We have been substantially dependent and continue to be partially dependent on DBC to host our CBS.MarketWatch.com Web site and for some of our financial, administrative and operational services and related support functions. We are gradually moving our Web servers to third party data centers and will continue to do so through 2000. We are also in process of implementing our own financial reporting system, which we expect will be fully implemented by the end of 2000. If we are not able to successfully transition our systems and servers from DBC, we may not be able to perform these financial, administrative, operational and support functions. In addition, we believe that we will need further improvements in these systems, controls and procedures to manage growth. Our future financial performance could be adversely affected if we or DBC do not perform these functions effectively or if we do not implement these systems, controls and procedures successfully.

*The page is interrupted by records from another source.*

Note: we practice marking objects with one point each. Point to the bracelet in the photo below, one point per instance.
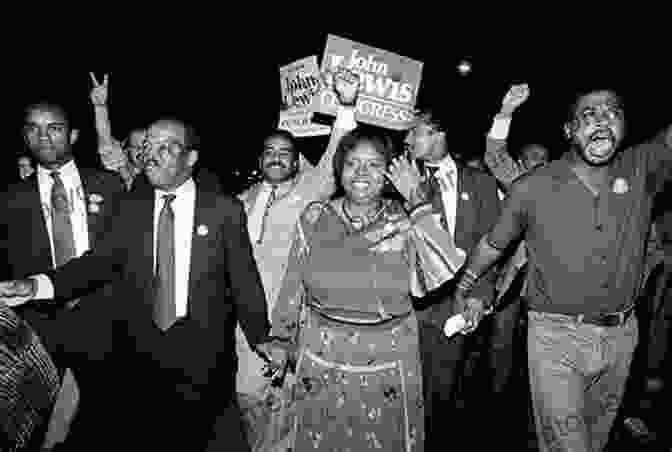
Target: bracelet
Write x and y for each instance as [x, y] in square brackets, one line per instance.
[471, 274]
[465, 286]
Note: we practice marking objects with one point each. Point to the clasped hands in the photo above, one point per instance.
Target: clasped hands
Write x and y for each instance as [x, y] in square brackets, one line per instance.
[17, 292]
[276, 356]
[472, 309]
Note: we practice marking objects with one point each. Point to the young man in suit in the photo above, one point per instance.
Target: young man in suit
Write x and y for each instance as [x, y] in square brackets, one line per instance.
[56, 214]
[468, 204]
[183, 257]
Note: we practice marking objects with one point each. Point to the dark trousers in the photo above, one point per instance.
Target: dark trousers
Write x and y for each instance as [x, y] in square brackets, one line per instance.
[81, 339]
[164, 415]
[506, 329]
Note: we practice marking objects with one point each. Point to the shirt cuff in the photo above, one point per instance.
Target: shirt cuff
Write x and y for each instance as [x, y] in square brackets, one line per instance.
[420, 211]
[500, 128]
[45, 288]
[345, 118]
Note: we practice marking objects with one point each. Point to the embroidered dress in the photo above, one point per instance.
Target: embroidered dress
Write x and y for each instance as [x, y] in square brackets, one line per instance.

We Need to Establish and Maintain Strategic Relationships with Other Web Sites
We depend on establishing and maintaining distribution relationships with high-traffic Web sites for a significant portion of our traffic. For example, for the month of September 2000, over 6% of our traffic came from Yahoo! and AOL. There is intense competition for placements on these sites, and we may not be able to enter into such relationships on commercially reasonable terms or at all. Even if we enter into distribution relationships with these Web sites, they themselves may not attract significant numbers of users. Therefore, our sites may not receive additional users from these relationships. Moreover, we may have to pay significant fees to establish these relationships and renewal of significant distribution agreements is not certain.
Occasionally we enter into agreements with advertisers, content providers or other high traffic Web sites that require us to exclusively feature these parties in certain sections of our Web site. Existing and future exclusivity arrangements may prevent us from entering into other content agreements, advertising or sponsorship arrangements or other strategic relationships. Many companies we may pursue for a strategic relationship also offer competing services. As a result, these competitors may be reluctant to enter into strategic relationships with us. Our business could be adversely affected if we do not establish and maintain additional strategic relationships on commercially reasonable terms or if any of our strategic relationships do not result in increased use of our Web sites.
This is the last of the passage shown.